We have been having the pleasure of listening to St. Paul’s letter to the Philippians for our second reading these past few weeks. Today’s passage is particularly beautiful with wonderful spiritual advice:
“Finally, brothers and sisters,
whatever is true, whatever is honorable,
whatever is just, whatever is pure,
whatever is lovely, whatever is gracious,
if there is any excellence
and if there is anything worthy of praise,
think about these things.”
It is similar to the advice (based upon the wisdom of the saints) I often give to parents whose children have stopped participating in church. I encourage them to challenge their children to seek what is beautiful, what is true, and what is loving. If they seek these things, they will rediscover God.

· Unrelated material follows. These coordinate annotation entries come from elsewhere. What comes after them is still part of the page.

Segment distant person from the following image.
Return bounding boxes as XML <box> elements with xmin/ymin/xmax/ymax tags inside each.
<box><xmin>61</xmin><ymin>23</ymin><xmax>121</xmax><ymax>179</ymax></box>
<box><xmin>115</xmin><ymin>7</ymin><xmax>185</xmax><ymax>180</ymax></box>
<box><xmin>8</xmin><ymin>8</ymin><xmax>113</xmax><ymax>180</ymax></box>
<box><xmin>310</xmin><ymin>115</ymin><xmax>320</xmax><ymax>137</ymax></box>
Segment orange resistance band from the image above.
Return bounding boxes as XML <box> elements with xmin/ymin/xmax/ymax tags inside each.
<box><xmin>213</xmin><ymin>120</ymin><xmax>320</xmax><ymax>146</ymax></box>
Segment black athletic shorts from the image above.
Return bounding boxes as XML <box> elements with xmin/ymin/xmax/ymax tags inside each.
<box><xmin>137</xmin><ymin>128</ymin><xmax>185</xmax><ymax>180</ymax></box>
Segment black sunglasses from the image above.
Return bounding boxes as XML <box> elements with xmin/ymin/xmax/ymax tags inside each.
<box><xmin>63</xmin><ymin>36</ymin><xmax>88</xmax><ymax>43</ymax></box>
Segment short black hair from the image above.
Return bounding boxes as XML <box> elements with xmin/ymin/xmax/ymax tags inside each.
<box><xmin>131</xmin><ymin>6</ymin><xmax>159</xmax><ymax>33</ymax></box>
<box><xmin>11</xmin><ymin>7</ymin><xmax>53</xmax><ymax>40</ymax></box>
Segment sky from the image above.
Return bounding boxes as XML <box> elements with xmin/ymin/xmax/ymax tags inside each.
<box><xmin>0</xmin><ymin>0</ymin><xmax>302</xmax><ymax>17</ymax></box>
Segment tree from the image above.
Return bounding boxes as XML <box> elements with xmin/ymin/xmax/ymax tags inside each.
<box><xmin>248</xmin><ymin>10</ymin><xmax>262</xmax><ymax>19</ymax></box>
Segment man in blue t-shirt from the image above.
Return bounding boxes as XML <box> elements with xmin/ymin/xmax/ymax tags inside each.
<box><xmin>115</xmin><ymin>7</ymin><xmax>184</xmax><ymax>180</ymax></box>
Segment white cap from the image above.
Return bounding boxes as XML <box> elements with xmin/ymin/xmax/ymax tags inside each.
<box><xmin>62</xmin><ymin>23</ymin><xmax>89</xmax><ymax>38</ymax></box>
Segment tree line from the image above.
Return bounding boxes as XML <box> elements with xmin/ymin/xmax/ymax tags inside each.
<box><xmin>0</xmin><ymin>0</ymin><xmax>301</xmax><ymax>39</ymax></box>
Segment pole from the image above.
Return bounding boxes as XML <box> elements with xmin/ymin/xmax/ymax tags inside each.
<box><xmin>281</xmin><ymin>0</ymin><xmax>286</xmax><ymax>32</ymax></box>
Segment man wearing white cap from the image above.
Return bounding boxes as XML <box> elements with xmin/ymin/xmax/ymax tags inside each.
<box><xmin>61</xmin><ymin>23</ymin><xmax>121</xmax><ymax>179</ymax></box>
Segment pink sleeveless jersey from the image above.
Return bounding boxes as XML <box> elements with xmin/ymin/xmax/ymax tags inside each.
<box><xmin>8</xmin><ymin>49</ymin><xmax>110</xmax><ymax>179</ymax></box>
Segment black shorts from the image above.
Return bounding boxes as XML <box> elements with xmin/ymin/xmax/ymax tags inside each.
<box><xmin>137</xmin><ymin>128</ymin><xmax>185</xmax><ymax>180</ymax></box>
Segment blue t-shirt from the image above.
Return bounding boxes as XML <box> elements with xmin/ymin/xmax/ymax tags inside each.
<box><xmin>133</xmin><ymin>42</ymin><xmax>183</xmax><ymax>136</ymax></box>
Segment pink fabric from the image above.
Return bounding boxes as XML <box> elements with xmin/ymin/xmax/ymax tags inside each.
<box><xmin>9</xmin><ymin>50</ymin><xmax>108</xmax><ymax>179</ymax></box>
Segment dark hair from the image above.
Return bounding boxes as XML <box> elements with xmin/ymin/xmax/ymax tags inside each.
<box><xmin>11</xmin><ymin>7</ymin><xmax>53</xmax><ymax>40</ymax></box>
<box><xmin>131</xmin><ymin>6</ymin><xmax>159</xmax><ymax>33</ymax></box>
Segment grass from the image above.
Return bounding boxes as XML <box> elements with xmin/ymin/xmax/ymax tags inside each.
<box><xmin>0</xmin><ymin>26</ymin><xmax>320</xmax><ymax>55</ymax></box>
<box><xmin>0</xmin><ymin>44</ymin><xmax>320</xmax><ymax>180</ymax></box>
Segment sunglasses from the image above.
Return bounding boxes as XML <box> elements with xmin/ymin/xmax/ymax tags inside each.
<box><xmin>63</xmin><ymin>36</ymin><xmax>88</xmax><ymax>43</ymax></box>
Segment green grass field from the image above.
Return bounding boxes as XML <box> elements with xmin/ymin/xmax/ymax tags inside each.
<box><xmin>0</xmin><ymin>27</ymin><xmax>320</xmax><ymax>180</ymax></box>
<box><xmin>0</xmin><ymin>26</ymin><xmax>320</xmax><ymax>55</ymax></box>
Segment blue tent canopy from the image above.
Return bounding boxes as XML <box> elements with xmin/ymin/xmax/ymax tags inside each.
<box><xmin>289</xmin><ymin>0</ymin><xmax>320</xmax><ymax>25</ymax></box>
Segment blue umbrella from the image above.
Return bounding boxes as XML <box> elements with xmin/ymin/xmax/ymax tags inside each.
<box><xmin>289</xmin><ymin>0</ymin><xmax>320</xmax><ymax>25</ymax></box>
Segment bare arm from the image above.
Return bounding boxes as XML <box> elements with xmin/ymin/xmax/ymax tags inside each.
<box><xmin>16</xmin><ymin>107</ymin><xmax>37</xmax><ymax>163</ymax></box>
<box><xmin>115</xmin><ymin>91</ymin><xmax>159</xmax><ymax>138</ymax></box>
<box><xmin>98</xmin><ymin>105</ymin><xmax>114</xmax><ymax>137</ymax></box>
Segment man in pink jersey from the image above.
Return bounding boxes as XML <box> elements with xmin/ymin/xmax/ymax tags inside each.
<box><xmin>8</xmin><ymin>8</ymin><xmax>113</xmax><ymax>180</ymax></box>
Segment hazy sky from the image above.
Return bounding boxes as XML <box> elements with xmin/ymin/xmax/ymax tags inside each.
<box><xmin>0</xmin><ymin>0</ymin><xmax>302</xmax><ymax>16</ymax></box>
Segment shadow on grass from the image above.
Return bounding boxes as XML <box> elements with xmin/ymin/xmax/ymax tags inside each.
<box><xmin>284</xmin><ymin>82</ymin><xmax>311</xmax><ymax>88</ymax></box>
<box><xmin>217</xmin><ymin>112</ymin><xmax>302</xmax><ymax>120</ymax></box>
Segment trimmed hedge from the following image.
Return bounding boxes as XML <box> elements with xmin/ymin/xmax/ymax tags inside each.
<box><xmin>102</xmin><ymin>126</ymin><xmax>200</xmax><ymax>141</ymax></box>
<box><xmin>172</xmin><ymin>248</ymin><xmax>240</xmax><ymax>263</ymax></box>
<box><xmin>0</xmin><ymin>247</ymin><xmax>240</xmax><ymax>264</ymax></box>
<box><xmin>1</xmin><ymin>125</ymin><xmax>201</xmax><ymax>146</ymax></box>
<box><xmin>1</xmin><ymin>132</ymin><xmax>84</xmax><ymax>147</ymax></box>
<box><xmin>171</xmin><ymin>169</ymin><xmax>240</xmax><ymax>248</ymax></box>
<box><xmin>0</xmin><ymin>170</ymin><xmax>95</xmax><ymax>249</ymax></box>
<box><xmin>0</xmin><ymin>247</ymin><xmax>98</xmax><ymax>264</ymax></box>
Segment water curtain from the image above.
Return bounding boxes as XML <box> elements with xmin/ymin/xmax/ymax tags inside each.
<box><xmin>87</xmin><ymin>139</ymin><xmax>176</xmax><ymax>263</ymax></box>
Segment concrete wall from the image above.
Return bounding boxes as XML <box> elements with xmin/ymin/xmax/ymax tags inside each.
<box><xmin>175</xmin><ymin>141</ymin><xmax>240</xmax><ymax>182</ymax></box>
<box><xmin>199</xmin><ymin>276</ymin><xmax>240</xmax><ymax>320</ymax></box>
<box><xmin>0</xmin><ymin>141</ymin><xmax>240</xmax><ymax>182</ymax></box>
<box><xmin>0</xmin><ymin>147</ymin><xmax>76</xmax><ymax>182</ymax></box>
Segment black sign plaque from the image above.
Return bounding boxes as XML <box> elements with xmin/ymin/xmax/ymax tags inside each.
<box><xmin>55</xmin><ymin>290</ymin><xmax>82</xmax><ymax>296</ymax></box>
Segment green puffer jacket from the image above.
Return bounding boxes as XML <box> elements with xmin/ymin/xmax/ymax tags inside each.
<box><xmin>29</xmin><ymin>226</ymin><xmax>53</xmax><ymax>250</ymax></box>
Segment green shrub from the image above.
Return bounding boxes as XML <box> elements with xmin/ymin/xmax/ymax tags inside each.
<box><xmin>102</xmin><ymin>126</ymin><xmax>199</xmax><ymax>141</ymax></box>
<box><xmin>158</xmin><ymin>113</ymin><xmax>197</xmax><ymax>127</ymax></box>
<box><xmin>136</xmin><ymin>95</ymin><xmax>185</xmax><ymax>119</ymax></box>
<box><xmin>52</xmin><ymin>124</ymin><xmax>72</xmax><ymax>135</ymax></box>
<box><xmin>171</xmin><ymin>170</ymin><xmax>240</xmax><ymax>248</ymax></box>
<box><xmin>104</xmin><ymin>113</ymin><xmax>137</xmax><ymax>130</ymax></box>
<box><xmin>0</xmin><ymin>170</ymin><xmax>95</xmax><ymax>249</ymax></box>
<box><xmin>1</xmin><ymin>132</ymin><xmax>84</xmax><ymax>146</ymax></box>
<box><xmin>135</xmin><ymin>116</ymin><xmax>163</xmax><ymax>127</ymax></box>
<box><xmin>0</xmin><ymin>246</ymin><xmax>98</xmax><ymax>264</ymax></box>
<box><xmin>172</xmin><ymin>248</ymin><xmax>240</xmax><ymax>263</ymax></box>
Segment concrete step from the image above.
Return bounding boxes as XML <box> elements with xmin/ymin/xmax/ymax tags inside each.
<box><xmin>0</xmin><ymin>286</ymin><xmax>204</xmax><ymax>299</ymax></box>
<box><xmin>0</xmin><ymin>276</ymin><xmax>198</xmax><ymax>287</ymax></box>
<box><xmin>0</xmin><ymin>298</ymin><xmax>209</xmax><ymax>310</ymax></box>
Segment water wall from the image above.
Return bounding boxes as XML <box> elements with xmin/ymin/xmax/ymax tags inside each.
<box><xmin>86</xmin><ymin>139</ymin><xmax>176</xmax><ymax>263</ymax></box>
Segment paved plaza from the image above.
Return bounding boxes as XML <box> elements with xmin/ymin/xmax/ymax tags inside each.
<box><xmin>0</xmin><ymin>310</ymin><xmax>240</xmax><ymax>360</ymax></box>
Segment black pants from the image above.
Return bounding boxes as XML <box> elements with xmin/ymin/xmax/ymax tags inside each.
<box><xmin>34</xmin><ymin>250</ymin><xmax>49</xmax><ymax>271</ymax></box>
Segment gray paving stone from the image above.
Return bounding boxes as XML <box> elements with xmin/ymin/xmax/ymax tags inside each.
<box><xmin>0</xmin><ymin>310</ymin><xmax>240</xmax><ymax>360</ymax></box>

Some might say that given what happened in Las Vegas on Sunday, given the wars that rage in the world, given the breakups in marriages and the number of pregnancies that end in abortion, given the lack of care for the stranger and immigrant, and on and on…how are we to focus on those things? Yes, the world is a very mixed reality. The world is full of goodness, generosity, sincerity, creativity, imagination, and ingenuity. Daily we see advancement in technology and extreme poverty is disappearing from the world. However, it is also full of sin, injustice, greed, selfishness, infidelity and lack of care for the poor. In such a mixed world, what are we to do?
St. Paul in this passage wants us not to focus on the negative side of the world, but on where God is present, on the side of goodness, beauty, truth. For St. Paul truly believes that our hope and our life are in the hands of God. We are not to worry. As he says in this same passage today, “Have no anxiety at all.” None. No anxiety at all. Focus on what is good, delight in those around us, work to change what we can and let God do the rest.
Fear is the tool of the evil one. Jesus called him, “the Father of Lies”. When we give in to fear and create a world that is building bigger walls and bigger bombs, then we have surrendered to the work of the evil one. If you have fear in your heart today, ask yourself where it is coming from. St. Paul tells us in the second reading that if we ask God to take care of us, then we can have peace in our hearts. He also says that it is a peace “beyond all understanding.” Other people may not be able to understand how we can be peaceful in a world where one man can kill 59 people and wound more than five hundred. Our response is that we are not placing our trust in guns, or in armor, or in surveillance, or in any political or human made solution to this problem. Our hope is in the one who rose from the dead. Our hope is in the one who is the creator of all and loves us. Our hope is in the one who has the power over life and death. In Jesus we find our peace.
Paul is not suggesting that we abandon the world or that we become ignorant happy-go-lucky Pollyanna’s. No, we want to engage the world totally and creatively, but with the hope and the knowledge that God is greater than the world and that Jesus has conquered sin and death. With that belief we can seek truth, seek beauty, seek love and find the peace that is beyond all understanding.